People wait to visit a house for sale in Floral Park, Nassau County, New York.
Wang Ying | Xinhua News Agency | Getty Images
The spring housing market is shaping up to be the leanest and most competitive ever.
A sharp drop in new listings partly due to severe weather, combined with already record-low supply, will make it increasingly difficult for buyers to find their dream home at the perfect price.
There were nearly half as many homes for sale at the end of February, compared with the same period a year earlier, according to a new calculation by realtor.com. Low supply was exacerbated by a drop in the number of new listings to come on the market.
“Last month’s record cold and snowstorms likely caused sellers to hit pause, even if only temporarily,” said Danielle Hale, chief economist at realtor.com. “However, in today’s inventory-starved market, any setback is significant.”
A pullback by sellers resulted in roughly 207,000 fewer homes newly listed for sale in the first two months of this year compared with the average for that time period over the last four years. In order to catch up, new listings would have to grow by 25% annually in March and April, which is unlikely.
While the biggest drops in new supply were in Oklahoma City and Kansas City, Missouri, declines were widespread across the country. The only major cities seeing gains in inventory were San Jose and San Francisco in California, and Denver, Colorado.
The increasingly tight supply of homes for sale continues to fuel the fire under home prices. In January, prices were up just over 10% year over year, according to CoreLogic. Rising mortgage rates are now hurting affordability, but so far have not thrown any cold water on home prices.

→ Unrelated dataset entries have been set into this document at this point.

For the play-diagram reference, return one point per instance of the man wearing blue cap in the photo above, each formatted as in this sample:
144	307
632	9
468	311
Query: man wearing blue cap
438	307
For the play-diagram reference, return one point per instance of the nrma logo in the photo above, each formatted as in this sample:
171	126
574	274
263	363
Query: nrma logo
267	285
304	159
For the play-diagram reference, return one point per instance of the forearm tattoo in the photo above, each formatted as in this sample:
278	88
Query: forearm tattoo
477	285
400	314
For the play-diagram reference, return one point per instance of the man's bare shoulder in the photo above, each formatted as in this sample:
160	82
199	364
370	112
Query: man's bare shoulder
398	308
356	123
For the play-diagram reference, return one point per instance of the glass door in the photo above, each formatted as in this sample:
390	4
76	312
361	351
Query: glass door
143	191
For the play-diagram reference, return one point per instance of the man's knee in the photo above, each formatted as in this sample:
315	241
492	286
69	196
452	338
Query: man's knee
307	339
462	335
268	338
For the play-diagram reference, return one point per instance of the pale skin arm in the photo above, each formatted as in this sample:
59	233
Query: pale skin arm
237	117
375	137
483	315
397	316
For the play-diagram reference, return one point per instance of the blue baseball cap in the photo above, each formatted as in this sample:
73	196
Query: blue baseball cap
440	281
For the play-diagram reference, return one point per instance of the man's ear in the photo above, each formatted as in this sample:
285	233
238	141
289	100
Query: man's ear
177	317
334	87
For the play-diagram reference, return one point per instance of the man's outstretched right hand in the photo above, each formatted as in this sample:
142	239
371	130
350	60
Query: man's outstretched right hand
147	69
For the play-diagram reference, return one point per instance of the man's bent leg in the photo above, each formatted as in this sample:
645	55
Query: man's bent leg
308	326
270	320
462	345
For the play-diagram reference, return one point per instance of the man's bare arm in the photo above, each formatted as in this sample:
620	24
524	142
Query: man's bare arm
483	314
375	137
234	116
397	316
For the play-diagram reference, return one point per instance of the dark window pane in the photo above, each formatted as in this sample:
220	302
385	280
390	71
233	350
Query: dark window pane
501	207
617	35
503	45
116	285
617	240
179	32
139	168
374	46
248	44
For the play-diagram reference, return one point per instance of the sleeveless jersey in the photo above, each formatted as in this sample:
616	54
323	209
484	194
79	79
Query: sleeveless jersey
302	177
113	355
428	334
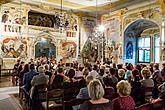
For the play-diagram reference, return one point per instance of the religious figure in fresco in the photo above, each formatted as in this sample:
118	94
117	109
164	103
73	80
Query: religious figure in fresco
129	50
68	50
14	48
89	52
6	19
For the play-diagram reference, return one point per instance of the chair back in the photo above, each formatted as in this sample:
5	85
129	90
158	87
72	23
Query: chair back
147	106
148	93
73	102
159	105
26	95
109	92
71	93
55	96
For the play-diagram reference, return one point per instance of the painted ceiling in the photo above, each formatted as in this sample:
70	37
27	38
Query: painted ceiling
137	27
85	5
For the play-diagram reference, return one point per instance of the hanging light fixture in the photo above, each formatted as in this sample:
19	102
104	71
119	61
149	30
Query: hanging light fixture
63	22
99	28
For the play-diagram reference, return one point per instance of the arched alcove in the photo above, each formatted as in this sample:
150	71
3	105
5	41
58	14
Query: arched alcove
131	35
45	45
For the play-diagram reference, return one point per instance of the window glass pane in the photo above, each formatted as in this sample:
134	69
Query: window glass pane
147	42
141	55
157	54
147	56
140	42
157	41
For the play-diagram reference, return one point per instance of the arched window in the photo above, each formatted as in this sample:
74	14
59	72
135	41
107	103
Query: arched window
144	49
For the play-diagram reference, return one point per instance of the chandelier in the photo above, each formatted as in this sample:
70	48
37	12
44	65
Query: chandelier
64	23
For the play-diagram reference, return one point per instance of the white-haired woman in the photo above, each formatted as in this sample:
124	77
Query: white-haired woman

The tight supply has only made sellers more bullish on their potential gains. Asking prices of newly listed homes hit an all-time high of $347,475 in February, according to Redfin.
Sellers have plenty of reason to feel confident, as Redfin also found that just over half (55%) of homes that went under contract in February did so within their first two weeks on the market. That share was 44% a year ago.
“Over the last few weeks winter storms have disrupted the housing market, and mortgage rates have risen sharply,” said Daryl Fairweather, Redfin’s chief economist. “Although pending sales and new listings have taken a small hit in the last couple of weeks, home price gains are showing no signs of slowing down.”
While the effects of the winter storms should be temporary, higher mortgage rates will cut further into affordability and could mean fewer bidding wars as the spring market progresses.